Differential diagnosis: Perhaps the most characteristic feature of E. pygmaea   is the peculiar shape of the slightly convergent caudal rami with their strongly convex proximal inner margins. The species is most closely related to E. cumbraensis   sp. nov. and E. polaris   sp. nov. with which it shares the raised spinular row on the caudal ramus. E. pygmaea   differs from E. cumbraensis   sp. nov. in the length of the outer spines on P2 exp-2 and -3, the size of the copulatory pore, the presence of an anteroventral spinular row on the female anal somite and in both size and ornamentation of the setae on the female P5 (in particular the short inner distal spine). The major   discrepancy with the Arctic species is found in the shape and length of the caudal ramus. Provided Scott’s (1903a) illustration (plate IV, Fig. 17 View Figure 17 ) is accurate, additional differences can be found in the male P5.

Distribution: Scotland: Musselburgh in Firth of Forth ( Scott, 1903a, 1906b).

The following list contains all records attributed to E. pygmaea   that do not provide enough information for a positive identification to be made.

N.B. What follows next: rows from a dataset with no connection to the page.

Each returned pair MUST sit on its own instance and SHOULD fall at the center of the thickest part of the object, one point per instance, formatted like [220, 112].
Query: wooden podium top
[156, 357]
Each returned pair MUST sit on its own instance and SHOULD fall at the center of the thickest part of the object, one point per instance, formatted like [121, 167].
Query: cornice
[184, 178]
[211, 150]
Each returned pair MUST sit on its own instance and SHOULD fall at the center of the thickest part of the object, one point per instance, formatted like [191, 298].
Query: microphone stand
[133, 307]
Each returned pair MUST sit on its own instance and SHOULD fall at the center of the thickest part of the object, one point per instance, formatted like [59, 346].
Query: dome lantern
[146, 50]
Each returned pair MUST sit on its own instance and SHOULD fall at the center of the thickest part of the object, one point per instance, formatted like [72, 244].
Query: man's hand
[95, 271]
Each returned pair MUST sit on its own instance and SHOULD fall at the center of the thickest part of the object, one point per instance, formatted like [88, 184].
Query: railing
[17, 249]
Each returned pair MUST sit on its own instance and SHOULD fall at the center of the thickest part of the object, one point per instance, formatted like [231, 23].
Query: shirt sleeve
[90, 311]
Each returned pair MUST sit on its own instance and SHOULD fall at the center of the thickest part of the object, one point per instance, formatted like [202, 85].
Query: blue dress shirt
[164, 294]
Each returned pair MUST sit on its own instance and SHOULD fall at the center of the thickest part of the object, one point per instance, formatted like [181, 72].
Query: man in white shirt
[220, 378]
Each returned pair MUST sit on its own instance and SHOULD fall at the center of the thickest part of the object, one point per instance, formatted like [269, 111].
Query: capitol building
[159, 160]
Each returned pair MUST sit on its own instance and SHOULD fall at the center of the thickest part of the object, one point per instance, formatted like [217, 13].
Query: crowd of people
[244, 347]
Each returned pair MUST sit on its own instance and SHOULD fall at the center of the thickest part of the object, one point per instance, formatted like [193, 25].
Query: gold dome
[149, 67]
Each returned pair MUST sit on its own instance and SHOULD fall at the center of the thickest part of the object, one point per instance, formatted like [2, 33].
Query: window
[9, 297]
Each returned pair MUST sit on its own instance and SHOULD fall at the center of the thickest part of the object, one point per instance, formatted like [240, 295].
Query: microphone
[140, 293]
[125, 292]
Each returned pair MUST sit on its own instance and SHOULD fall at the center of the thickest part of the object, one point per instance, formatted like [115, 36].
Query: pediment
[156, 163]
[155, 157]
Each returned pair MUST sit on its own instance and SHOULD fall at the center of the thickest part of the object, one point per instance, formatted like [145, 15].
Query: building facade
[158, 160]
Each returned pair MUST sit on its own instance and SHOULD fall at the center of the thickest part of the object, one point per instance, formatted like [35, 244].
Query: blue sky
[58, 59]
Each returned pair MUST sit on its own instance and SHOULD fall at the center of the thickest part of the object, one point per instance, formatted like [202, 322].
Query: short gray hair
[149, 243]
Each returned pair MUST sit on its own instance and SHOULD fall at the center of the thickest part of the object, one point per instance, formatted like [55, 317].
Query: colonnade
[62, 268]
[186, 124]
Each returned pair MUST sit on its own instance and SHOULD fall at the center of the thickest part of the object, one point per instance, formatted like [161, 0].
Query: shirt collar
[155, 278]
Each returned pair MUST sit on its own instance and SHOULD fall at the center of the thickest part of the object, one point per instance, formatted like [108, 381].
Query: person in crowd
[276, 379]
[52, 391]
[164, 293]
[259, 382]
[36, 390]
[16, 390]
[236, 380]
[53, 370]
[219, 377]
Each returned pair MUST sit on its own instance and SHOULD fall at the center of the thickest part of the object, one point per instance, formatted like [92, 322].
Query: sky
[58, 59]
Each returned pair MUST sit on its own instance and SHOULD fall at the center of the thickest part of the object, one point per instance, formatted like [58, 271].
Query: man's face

Scotland: Firemore, Loch Ewe ( McIntyre & Murison, 1973), River Ythan ( Hockin, 1982c).

Wales: Trearddur Bay, Traeth Lligwy, Traeth Bychan, and Tal-y-Foel, Anglesey ( Geddes, 1972).

England: Whitsand Bay, Cornwall ( Harris, 1972a, b, c), St. Andrews and St. Agnes, Isles of Scilly ( Wells, 1961, 1970), River Exe ( Wells, 1963).

Ireland: Silver Strand, Galway ( Bodin & Jackson, 1989; Holmes & O’Connor, 1990).

Germany: Isle of Sylt ( Noodt, 1952, 1957), Kieler Bucht ( Klie, 1929, 1950; Remane, 1933; Kunz, 1935; Scheibel, 1972, 1973; Scheibel & Noodt, 1975; Anger & Scheibel, 1976), Bottsand and Weissenhaus in Kieler Bucht ( Noodt, 1956, 1957), Bocknis Eck in Kieler Bucht ( Scheibel, 1976), Helgoland ( Kunz, 1938; Klie, 1950), Elbe estuary ( Riemann, 1966).

The Netherlands: Oosterschelde ( Smol et al., 1994), Westerschelde estuary ( Van Damme, Heip & Willems, 1984).

Belgium: Sluice Dock, Ostend ( Thielemans & Heip, 1984), Kwinte Bank ( Willems et al., 1982a, b), coastal zone ( Heip, Herman & Vincx, 1984).